AP Statistics 1.1 Statistical Inference
AP Statistics: Statistical Inference Drill 1, Problem 1. Which of the following statements is true?
|AP Statistics||Statistical Inference|
We're given four statements...
...and we need to find the one that ain't messing with us.
The first statement says that a confidence interval is a point estimate.
A confidence interval is an estimate of a range of values within which we would find
repeated sample means.
For example, a 90% confidence interval would mean that repeated sampling
would result in 90% of the sample means falling within the interval.
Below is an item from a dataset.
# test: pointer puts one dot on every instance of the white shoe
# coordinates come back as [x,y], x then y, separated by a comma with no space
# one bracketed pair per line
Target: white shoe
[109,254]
Therefore, it is not a point estimate. Rather, it is an interval estimate.
And Statement 1 is false.
Statement 2 says that a population proportion is a point estimate.
Again, we have to know what a population proportion is. It is the proportion of a set of data
that fulfills a certain criteria.
For example, the population proportion of people who eat fried ants at least once every
week out of 200 people in the population is a number we can actually calculate.
However, there's no estimation when we find this, so it isn't an estimate at all.
The first two statements are false, so we can eliminate choices A, B, and D.
Statement 3 says that a sample mean is a point estimate.
Remember that a sample mean is a single value that estimates the middle of a set of data.
That one value is a point. Therefore, this statement is true.
Finally, our last statement says that an interval estimate gives more detail about the uncertainty
of the estimate than a point estimate.
This is intuitively true, as simply seeing a mean or median
tells us nothing about the uncertainty of the data.
Whereas when we're given a confidence interval, we know a lot about how certain the data is.
A 99% confidence interval lets us know that 99% of sample means taken will fall within
the range of the interval.
Since both statement 3 and 4 are true, we know our answer is (E).
As in, "Evil Knievel's big moment."